From the GWPF
Green Agenda Kicked Into UN Black Hole
The climate change conference in Cancún has ended with failure to set a target date for the reduction of carbon emissions. The Mexican hosts persuaded 192 out of 193 countries to accept the “Cancún agreement” by the simple trick of aiming for the lowest common denominator — the agreement was secured by deferring decisions on all of the most contentious issues. –Ben Webster, The Times, 13 December 2010
Under the new Cancun deal, each country will be allowed to offer whatever it wishes to pledge for emission reductions on its own volition. There shall be no cumulative target to reach. No one shall ask if the individual targets are collectively adequate or not. The new regime will only check if the pledges have been acted upon or not. Rich countries, including the US, will offer emission reduction targets and others, such as India, will offer their mitigation actions as part of a new deal which can be said to be defined by the bottoms up approach. Under the agreement India will get off easy. Because it let others off easy as well. –Nitin Sethi, The Economic Times of India, 12 December 2010
That is the big news out of Cancun; the green agenda has fallen into a UN black hole and for now at least it cannot get out. The “success” of Cancun is a best case scenario from the skeptic’s point of view. The cost of funding endless UN gabfests in exotic tourist locations (next up: South Africa in 2012) is trivial compared to the cost of any serious efforts to deal with carbon emissions on the scale current scientific theory suggests would be needed. Bureaucrats will dance, journalists will spin and carbon will spew, and the greens will be unable to escape this dysfunctional UN process for years and maybe decades to come. –Walter Russell Mead, The American Interest, 12 December 2010
A new “green fund” to help poor countries adapt to the effects of global warming formed the centrepiece of a small package of measures on climate change agreed at the Cancún conference, which finished on Saturday. But although governments have agreed on the form of the fund, which should eventually supply $100bn a year to developing countries, the question of how the money for it will be raised has still not been resolved. –Fiona Harvey, Financial Times, 12 December 2010
Is there anybody on planet earth who thinks that $100 billion is going to be paid? –Walter Russell Mead,The American Interest, 12 December 2010
When it comes to UN climate conferences, I am constantly flabbergasted by the breathless naivety and forced optimism of certain politicians and environmental reporters, not to mention of green activists. It is as if Voltaire’s very own Dr. Pangloss had set sail to Cancún with Candide. –Philip Stott,The Global Warming Policy Foundation, 12 December 2010
UK businesses are facing a “perfect storm” from 2012 when they will be hit by a doubling in their energy bills at the same time as the UK government’s controversial “carbon tax”. —Nathalie Thomas,Scotland on Sunday, 12 December 2010
Powerfuel, which is developing the UK’s first commercial scale clean coal power plant, has gone into administration because of the crippling cost of the project. The administration is a blow for CCS technology, which the UK and EU see as vital to meeting targets to cut greenhouse gas emissions. –Andrew Bounds,Financial Times, 11 December 2010
Cancun Has Solidified Deadlock Over Post-Kyoto Treaty
The UN climate summit shows that there is no prospect whatever for a global and legally binding climate treaty.
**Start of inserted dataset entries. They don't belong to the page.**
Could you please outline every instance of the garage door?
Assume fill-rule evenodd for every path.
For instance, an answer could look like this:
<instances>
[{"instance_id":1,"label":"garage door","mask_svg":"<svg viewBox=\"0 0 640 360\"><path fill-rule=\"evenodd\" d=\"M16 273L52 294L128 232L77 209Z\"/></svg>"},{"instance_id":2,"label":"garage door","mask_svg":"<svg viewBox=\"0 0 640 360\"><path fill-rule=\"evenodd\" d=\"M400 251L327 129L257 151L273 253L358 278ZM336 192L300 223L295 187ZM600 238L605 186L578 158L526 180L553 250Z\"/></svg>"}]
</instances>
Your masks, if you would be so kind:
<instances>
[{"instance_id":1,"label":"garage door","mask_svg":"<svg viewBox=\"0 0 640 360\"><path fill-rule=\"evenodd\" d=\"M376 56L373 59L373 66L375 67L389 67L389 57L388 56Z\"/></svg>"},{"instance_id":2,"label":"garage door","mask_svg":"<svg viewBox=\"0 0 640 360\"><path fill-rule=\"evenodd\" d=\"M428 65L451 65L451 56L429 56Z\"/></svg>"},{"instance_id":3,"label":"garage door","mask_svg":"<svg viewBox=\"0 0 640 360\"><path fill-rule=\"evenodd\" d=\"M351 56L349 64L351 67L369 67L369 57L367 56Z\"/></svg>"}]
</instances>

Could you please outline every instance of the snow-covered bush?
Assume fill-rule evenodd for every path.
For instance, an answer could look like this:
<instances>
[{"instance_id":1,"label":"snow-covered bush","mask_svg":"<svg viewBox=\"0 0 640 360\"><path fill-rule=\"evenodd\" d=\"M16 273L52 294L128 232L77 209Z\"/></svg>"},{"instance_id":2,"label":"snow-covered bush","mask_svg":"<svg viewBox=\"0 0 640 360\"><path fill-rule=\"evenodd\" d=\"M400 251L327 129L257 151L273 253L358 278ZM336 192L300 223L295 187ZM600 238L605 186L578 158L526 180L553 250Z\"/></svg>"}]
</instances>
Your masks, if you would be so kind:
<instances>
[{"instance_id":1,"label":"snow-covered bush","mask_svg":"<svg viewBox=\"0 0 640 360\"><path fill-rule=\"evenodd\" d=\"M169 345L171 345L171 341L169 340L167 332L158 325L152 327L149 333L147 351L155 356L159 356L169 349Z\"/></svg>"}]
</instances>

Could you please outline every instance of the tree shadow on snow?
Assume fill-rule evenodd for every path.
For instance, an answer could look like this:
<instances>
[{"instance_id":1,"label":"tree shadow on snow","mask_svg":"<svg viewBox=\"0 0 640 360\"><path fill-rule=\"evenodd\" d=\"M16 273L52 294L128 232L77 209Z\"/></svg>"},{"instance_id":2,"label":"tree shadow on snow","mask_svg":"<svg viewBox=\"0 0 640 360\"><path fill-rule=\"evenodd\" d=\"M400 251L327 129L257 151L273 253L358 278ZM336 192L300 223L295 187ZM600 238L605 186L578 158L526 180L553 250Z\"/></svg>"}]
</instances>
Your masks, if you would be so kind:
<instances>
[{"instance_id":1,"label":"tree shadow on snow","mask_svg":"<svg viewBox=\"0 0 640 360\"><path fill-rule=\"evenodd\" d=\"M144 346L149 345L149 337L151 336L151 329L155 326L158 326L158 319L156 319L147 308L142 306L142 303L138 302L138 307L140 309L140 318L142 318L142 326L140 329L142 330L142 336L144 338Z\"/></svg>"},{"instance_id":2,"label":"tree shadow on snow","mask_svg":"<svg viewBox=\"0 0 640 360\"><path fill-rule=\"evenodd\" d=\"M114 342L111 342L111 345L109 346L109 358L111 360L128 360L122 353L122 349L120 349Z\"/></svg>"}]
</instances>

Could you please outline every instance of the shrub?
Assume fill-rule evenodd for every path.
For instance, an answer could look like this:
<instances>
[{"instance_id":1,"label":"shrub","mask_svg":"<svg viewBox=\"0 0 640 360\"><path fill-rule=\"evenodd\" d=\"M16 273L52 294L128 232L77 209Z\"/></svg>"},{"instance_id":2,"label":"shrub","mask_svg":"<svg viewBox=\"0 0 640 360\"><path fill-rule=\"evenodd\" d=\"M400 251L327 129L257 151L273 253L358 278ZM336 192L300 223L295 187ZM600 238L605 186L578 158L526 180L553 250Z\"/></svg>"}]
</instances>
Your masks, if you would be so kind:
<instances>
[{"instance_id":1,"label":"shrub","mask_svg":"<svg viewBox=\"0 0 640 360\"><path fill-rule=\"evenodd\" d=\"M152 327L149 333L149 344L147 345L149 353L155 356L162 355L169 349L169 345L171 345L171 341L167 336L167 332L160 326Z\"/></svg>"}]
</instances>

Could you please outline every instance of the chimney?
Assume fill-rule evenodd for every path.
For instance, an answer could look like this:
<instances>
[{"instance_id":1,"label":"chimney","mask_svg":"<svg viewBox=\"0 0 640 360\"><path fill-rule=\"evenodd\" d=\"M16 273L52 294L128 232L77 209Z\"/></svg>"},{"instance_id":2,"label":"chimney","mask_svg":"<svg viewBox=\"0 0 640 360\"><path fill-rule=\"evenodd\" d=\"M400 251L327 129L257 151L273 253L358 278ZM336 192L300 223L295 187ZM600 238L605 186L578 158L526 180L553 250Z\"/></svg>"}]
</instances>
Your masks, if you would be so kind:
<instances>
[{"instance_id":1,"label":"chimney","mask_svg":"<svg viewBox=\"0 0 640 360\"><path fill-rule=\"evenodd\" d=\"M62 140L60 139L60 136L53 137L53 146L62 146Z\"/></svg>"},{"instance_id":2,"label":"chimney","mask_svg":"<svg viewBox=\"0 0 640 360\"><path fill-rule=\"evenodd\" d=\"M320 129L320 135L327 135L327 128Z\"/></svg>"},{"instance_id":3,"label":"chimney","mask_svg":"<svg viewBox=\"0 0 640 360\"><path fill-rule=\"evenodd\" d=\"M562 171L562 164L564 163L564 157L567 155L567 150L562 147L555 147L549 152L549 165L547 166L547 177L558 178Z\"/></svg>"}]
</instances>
All that the Cancun summit has done is to bless, formally, the Copenhagen accord, and roll it forward for another year.
Despite all the usual rhetoric by politicians and campaigners, the fact remains that yet another attempt has failed to reach a legally binding agreement.
The summit has postponed, once again, all real decisions and has solidified the international deadlock. What little that was agreed was without substance and is not binding in any case.
No other country has been as foolish as Britain to enact extremely aggressive and completely unrealistic climate targets. For the UK, to keep going it alone is not merely suicidal but pointless.
Nor does it make sense to make British industry – and manufacturing in particular – even more uncompetitive, or to drive it overseas, by gratuitously driving up energy costs.
The Government should now suspend its unilateral and extremely costly climate targets until such time as all other major nations have signed up to the same course.